In the late 1930s, Charles Bradley, the director of a home for "troublesome" children in Rhode Island, had a problem. The field of neuroscience was still in its infancy, and one of the few techniques available to allow psychiatrists like Bradley to ponder the role of the brain in emotional disorders was a procedure that required replacing a volume of cerebrospinal fluid in the patient's skull with air. This painstaking process allowed any irregularities to stand out clearly in X-ray images, but many patients suffered excruciating headaches that lasted for weeks afterward.
Meanwhile, a pharmaceutical company called Smith, Kline & French was facing a different sort of problem. The firm had recently acquired the rights to sell a powerful stimulant then called "benzedrine sulfate" and was trying to create a market for it. Toward that end, the company made quantities of the drug available at no cost to doctors who volunteered to run studies on it.

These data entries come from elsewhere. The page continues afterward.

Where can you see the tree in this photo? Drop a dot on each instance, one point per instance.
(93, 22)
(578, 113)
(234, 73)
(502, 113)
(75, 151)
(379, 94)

Bradley was a firm believer that struggling children needed more than a handful of pills to get better; they also needed psychosocial therapy and the calming and supportive environment that he provided at the home. But he took up the company's offer, hoping that the drug might eliminate his patients' headaches.
It did not. But the Benzedrine did have an effect that was right in line with Smith, Kline & French's aspirations for its new product: The drug seemed to boost the children's eagerness to learn in the classroom while making them more amenable to following the rules. The drug seemed to calm the children's mood swings, allowing them to become, in the words of their therapists, more "attentive" and "serious," able to complete their schoolwork and behave. Bradley was amazed that Benzedrine, a forerunner of Ritalin and Adderall, was such a great normalizer, turning typically hard-to-manage kids into models of complicity and decorum. But even after marveling at the effects of the drug, he maintained that medication should be considered for children only in addition to other forms of therapy.
Bradley's research was ignored for a couple of decades as psychoanalysis became dominant in the United States. But his discoveries laid the foundation for one of the most aggressive marketing campaigns in history, which succeeded not only in helping to transform the nascent drug industry into the multinational juggernaut known as Big Pharma, but in convincing parents, physicians and public health officials that 15 percent of American schoolchildren are sick enough that they would require powerful medication just to get through the day.